The unspoken French rule that keeps Macron ‘tied’ up
Paris: That tie. He just won't take it off, even when picking his way in sweltering heat through the rubble left by Hurricane Irma on the French Caribbean island of St Martin. President Emmanuel Macron has shaken French politics to its core but dares not breach the dress code for a French chief of state. The tie, preferably dark, is de rigueur.
King Willem-Alexander of the Netherlands also flew to St Martin. He was in a khaki-colour shirt, sleeves rolled to the elbows. And, no necktie. “He’s a real king. He doesn’t need to post signs to show his stature,” said Jamil Dakhlia, a Sorbonne University sociologist specialising in political communications.
The 1789 French Revolution ended the monarchy. The presidency remains powerful but there is “a need to show with symbols one’s legitimacy. So, you must keep the tie on,” Dakhlia explained.
The Dutch king also is not a 39-year-old ex-investment banker looking to upset the political system with his upstart party and planning to undo France’s nearly sacrosanct labour laws — all while sliding in popularity.
Conscious of his baggage, Macron donned a tie while campaigning and has kept it on ever since, even during events in which sartorial elegance might be understandably cast aside.
There he was in April, before his May win, in a coat and tie trying to talk down angry factory workers outside their Whirlpool plant. Two months later, as president, he was playing tennis sans vest but with a tie from a wheelchair alongside disabled athletes to promote Paris’ bid to host the 2024 Olympics.
The Western necktie is considered to have its origins with 17th-century Croatian mercenaries who came to France’s aid, wearing colourful neck bands, during the Thirty Years War between European powers. The band evolved and spread.
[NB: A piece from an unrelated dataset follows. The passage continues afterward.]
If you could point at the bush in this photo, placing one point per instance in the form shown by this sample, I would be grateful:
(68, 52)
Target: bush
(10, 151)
Macron may have taken a clue from his unpopular predecessor, Francois Hollande, who had endless bad tie days. But even as a rookie president, Hollande knew the French dress code. He was the only world leader at a 2012 G-8 summit, just after his win, to show up wearing a necktie. “Francois, we said you could take off the tie,” the host, ex-President Obama, joked. Hollande refused, saying it’s “for my press!”